Has Trump claimed that Obama’s birth certificate was faked? Yes, he did, for years. Did Trump finally admit that Obama was born in America? Yep. Did Trump later repeat his original claims that Obama’s birth certificate had been faked? Of course he did.
Saying “Trump is right” about X is meaningless, because he regularly contradicts not only himself but the official positions of his own administration, and on every conceivable topic.
This is apparently news to Callan, but has been widely noted and reported; CNN reported today that “President Donald Trump contradicted his own administration on Thursday when he tweeted that funding for the Children’s Health Insurance Program should not be included in a short-term plan to fund the government. ‘CHIP should be part of a long-term solution, not a 30 Day, or short term, extension,’ Trump tweeted. That is the opposite to what his administration said on Wednesday: ‘The Administration supports the bill’s multiyear funding extension of the Children’s Health Insurance Program (CHIP),’ the Office of Management and Budget said in a statement. ‘If H.J. Res. 125 were presented to the President in its current form, his advisors would recommend that he sign the bill into law.'”
Trying to explain away, deny, or downplay Trump’s public contradictions has become routine at the White House; this week it’s health insurance and last week it was FISA surveillance: “White House press secretary Sarah Sanders insisted Thursday that President Donald Trump’s Thursday morning tweets about legislation to reauthorize FISA surveillance programs were not contradictory.
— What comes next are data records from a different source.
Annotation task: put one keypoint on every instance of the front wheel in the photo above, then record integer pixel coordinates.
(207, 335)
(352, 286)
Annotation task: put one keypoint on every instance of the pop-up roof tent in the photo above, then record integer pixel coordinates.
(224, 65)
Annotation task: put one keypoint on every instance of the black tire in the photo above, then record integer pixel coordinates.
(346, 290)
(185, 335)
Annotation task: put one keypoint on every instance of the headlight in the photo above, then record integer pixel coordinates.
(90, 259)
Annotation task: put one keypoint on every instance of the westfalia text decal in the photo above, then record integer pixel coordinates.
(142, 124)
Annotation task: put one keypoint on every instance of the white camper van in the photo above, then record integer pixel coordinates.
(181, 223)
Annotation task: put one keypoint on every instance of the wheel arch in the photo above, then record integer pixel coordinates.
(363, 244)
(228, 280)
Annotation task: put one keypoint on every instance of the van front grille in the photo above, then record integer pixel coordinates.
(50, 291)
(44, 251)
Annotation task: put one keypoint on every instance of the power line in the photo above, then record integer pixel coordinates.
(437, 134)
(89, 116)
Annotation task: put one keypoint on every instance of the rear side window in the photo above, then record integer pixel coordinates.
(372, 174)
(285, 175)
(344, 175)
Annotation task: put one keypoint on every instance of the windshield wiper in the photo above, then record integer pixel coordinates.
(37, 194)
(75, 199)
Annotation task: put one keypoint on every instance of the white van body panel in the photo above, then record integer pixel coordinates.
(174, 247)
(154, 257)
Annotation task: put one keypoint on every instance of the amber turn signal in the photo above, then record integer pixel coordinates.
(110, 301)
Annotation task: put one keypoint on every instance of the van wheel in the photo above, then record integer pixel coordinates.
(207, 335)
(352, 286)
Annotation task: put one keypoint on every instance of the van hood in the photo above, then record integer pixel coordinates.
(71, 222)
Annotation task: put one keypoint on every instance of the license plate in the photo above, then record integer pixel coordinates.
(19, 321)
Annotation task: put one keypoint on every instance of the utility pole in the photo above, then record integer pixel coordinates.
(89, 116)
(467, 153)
Sanders’ assertion came despite the President’s two early morning missives sending Washington into 101 minutes of chaos, with lawmakers scrambling to confirm Trump’s position on the legislation and even prompting a call to the President on the matter from House Speaker Paul Ryan. The tweets came hours before the House was set to vote on a bill to reauthorize the Foreign Intelligence Surveillance Act and an amendment that would have reined in some of the government’s surveillance powers. Trump cast doubt on his support for the legislation in a first tweet that suggested the law ‘may have been used … to so badly surveil and abuse the Trump Campaign,’ and the next-101 minutes later-made clear the President supported the legislation’ ‘We don’t think that there was a conflict at all,’ Sanders said. ‘The President fully supports the 702 and was happy to see that it passed the House today. We don’t see any contradiction or confusion in that.'” Just so that’s clear.
For those who prefer their Trumpian contradictions in video form, you’re covered too!
An article in The New Yorker noted “the many glaring contradictions contained in Trump’s speech. No sooner had the President assured the nations of the world that ‘making a better life for our people also requires us to work together in close harmony and unity’ than he proclaimed that, ‘as long as I hold this office, I will defend America’s interests above all else.’ His assertion that U.N.-led peacekeeping missions have made ‘invaluable contributions in stabilizing conflicts in Africa’ was undercut by his criticism that ‘too often, the focus of this organization has not been on results but on bureaucracy and process.’…. the search for a Trump doctrine is like the hunt for the Loch Ness monster. Does it have one hump or two? How long is its neck? Is it a mammal or a reptile? Depending on where you look in the library of Nessie stories, you can justify many descriptions. Since the monster doesn’t exist, answers to these questions are all equally false and equally true.”
Being on all side of an issue is an effective political ploy for always being right, if a largely transparent one. Those best equipped to catch Trump’s contradictions are journalists, who of course have been widely disparaged by Trump (particularly when the coverage is factual but unflattering). As I noted in a November 6, 2016 blog, “On Trump,” “Some may even take a perverse comfort in the fact that Trump is a serial liar–that he says things for effect, things he doesn’t necessarily mean, takes positions he doesn’t really endorse.” There are, of course, a few things that Trump has not reversed himself on… yet.